# Parsing Algorithms

**Overview of Parsing**
Parsing is the process of analyzing a raw input (typically source code) according to the rules of a formal grammar to uncover its underlying structure . In compilers and interpreters, parsing bridges the gap between human-readable code and machine-friendly representations by transforming text into structured trees for further semantic checks or code generation .

## Why should you care about parsing?

Parsing is a fundamental concept in computer science, especially in the context of programming languages and compilers. Understanding parsing helps you:
* **Design languages**: Knowing how parsing works allows you to create languages such as Domain Specific Languages with clear and unambiguous syntax.
* **Implement compilers**: Parsing is a crucial step in compiling code, and understanding it helps you build efficient and effective compilers.
* **Debug and optimize**: Understanding parsing can help you identify and fix issues in your code, as well as optimize performance.
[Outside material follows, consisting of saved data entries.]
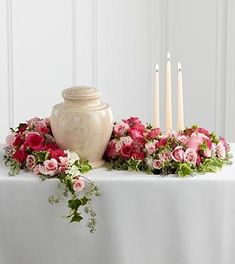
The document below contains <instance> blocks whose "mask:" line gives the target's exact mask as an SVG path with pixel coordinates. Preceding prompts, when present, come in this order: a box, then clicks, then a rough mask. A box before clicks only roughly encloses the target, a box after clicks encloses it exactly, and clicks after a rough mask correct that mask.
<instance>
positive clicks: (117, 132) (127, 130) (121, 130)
mask: <svg viewBox="0 0 235 264" xmlns="http://www.w3.org/2000/svg"><path fill="white" fill-rule="evenodd" d="M128 129H129V125H128V124H127V123H125V122H121V123H119V124H116V125H115V126H114V128H113V131H114V132H115V134H116V135H118V136H120V137H122V136H124V135H125V133H126V132H127V131H128Z"/></svg>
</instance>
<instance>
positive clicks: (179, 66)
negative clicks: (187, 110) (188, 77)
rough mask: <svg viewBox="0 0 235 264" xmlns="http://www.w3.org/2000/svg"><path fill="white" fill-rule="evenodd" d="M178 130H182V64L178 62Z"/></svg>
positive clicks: (182, 91)
mask: <svg viewBox="0 0 235 264" xmlns="http://www.w3.org/2000/svg"><path fill="white" fill-rule="evenodd" d="M178 130H181V131H183V130H184V98H183V81H182V66H181V64H180V63H178Z"/></svg>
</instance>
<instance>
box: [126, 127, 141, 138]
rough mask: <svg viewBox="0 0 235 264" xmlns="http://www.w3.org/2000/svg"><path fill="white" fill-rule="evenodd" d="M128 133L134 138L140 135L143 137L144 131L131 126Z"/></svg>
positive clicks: (129, 134)
mask: <svg viewBox="0 0 235 264" xmlns="http://www.w3.org/2000/svg"><path fill="white" fill-rule="evenodd" d="M128 134H129V136H130V137H131V138H132V139H133V140H135V139H136V138H139V137H143V131H141V130H138V129H136V128H130V129H129V131H128Z"/></svg>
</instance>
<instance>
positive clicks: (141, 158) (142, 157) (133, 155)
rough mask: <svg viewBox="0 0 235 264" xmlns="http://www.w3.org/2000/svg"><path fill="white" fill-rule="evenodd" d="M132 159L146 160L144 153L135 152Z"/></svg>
mask: <svg viewBox="0 0 235 264" xmlns="http://www.w3.org/2000/svg"><path fill="white" fill-rule="evenodd" d="M131 157H132V158H133V159H136V160H144V158H145V155H144V153H143V152H134V153H132V154H131Z"/></svg>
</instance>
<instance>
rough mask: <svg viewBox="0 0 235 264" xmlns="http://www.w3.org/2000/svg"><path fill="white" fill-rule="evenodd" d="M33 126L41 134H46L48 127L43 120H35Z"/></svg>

## A simple arithmetic parser and interpreter

First let's start with an informal way to create an interpreter for super simple arithmetic expressions. For now we will only support addition and subtraction of integers. We will not use any formal specification or grammar, but let's try to "wing it" and see how far we can get. We will use Python for this example, but the concepts apply to any programming language.

In [4]:
# so we will start with trying to do parser for expressions such as "1 + 2 + 3" just addition and numbers
# to do so we will simply split the string by spaces and then we will check if the first element is a number or not
text = "1 + 2 + 3"
tokens = text.split(" ")
print(tokens)

['1', '+', '2', '+', '3']


In [9]:
# how would we interpret this expression?
# we simply process the tokens one by one
# we will start with the first token and check if it is a number or not
# if it is a number we will store it in a variable and then we will check the next token
# if it is a number we will add it to the variable
result = 0
for token in tokens:
    if token.isnumeric():
        # if the token is a number we will store it in a variable
        result += int(token)
    else:
        # if the token is not a number we will check if it is a plus sign
        if token == "+":
            # if it is a plus sign we will check the next token
            # and add it to the result
            continue
        else:
            # if it is not a plus sign we will raise an error
            print("Invalid token", token)
            raise ValueError("Invalid token")
print(result)

6


In [15]:
# let's create a function that will do the same thing
def evaluate_add_expression(expression):
    tokens = expression.split(" ")
    result = 0
    for token in tokens:
        if token.isnumeric():
            result += int(token)
        else:
            if token == "+":
                continue
            else:
                print("Invalid token", token)
                raise ValueError("Invalid token")
    return result
# let's test the function
print(evaluate_add_expression("50 + 60 + 70 + 1000"))
# try it with negative numbers, what will happen?
# print(evaluate_expression("50 + 60 + 70 + -1000"))

1180


### Adding support for substraction

To improve our simple evaluator we will add support for substraction. This will involve a bit more of logic, but we will still keep it simple. We will use the same approach as before, but we will add a new function to handle substraction. We will also need to modify the `parse_expression` function to handle the new operator.




---

## **Core Components of a Parser**
A traditional parser comprises two main stages:

1. **Lexical Analysis (Lexer/Scanner)**: Converts the raw character stream into a sequence of tokens, each representing atomic elements like identifiers, keywords, literals, or operators .
2. **Syntactic Analysis (Parser)**: Consumes the token stream to build a parse tree or abstract syntax tree (AST) according to production rules defined in the grammar .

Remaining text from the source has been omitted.